Orangeworm, a New Hacking Group Targeting Healthcare Industry
Security researchers at Symantec have discovered a hacker group that is attacking the healthcare industry. Dubbed Orangeworm, the group has been installing a backdoor called Trojan.Kwampirs on machines that are used to control medical equipment like X-Ray and MRI systems. In addition, Orangeworm also seems interested in machines that are used to help patients in filling consent forms for required procedures.
Trojan.Kwampirs creates backdoor remote access to the compromised system and starts collecting information about the computer. Symantec believes that Orangeworm probably uses this information to determine whether a researcher or a high-value target uses the system. If Orangworm finds that the victim is a person of interest, it moves in to infect other computers on the network. Kwampirs creates a service to ensure persistence, so that the main payload is loaded into memory duing system reboot.

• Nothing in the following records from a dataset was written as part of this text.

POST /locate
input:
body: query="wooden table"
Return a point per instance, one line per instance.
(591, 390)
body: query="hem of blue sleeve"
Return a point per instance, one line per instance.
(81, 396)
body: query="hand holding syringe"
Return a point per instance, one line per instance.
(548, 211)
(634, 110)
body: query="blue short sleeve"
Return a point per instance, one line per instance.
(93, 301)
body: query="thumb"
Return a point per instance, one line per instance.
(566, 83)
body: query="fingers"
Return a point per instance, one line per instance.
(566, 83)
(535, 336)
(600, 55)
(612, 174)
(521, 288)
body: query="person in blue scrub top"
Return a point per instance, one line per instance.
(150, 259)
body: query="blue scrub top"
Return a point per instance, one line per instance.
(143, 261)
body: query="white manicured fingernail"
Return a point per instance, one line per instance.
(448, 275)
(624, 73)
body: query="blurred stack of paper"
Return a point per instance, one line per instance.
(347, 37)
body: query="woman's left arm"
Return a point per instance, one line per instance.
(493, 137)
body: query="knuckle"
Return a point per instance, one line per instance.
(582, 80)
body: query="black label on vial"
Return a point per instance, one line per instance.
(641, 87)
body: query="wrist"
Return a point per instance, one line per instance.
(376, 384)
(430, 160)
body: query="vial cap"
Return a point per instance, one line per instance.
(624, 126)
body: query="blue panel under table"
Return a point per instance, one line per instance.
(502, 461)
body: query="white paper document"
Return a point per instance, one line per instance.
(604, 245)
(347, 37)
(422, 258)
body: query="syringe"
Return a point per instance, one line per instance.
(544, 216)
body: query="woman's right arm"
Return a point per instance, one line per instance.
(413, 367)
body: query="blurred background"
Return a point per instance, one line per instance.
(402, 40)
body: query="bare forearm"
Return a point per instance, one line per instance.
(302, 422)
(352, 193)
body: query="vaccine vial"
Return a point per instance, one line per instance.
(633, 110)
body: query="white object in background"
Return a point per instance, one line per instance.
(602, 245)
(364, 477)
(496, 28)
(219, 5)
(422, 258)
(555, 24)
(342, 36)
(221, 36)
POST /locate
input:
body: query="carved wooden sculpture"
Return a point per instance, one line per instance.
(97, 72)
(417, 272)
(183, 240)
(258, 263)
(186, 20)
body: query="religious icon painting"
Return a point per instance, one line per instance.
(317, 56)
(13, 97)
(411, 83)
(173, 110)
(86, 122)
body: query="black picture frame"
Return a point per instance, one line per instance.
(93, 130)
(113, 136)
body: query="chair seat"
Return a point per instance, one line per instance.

"When executed, Kwampirs decrypts and extracts a copy of its main DLL payload from its resource section. Before writing the payload to disk, it inserts a randomly generated string into the middle of the decrypted payload in an attempt to evade hash-based detections," explained the Security Response Attack Investigation Team of Symantec in a blog post.
The Healthcare industry is not the sole target of Orangeworm. According to Symantec, Orangeworm is also targeting manufacturing, IT, agriculture, and logistics companies. According to Symantec, "While these industries may appear to be unrelated, we found them to have multiple links to healthcare, such as large manufacturers that produce medical imaging devices sold directly into healthcare firms, IT organizations that provide support services to medical clinics, and logistical organizations that deliver healthcare products."
The US tops the charts of victims, followed by India and European countries.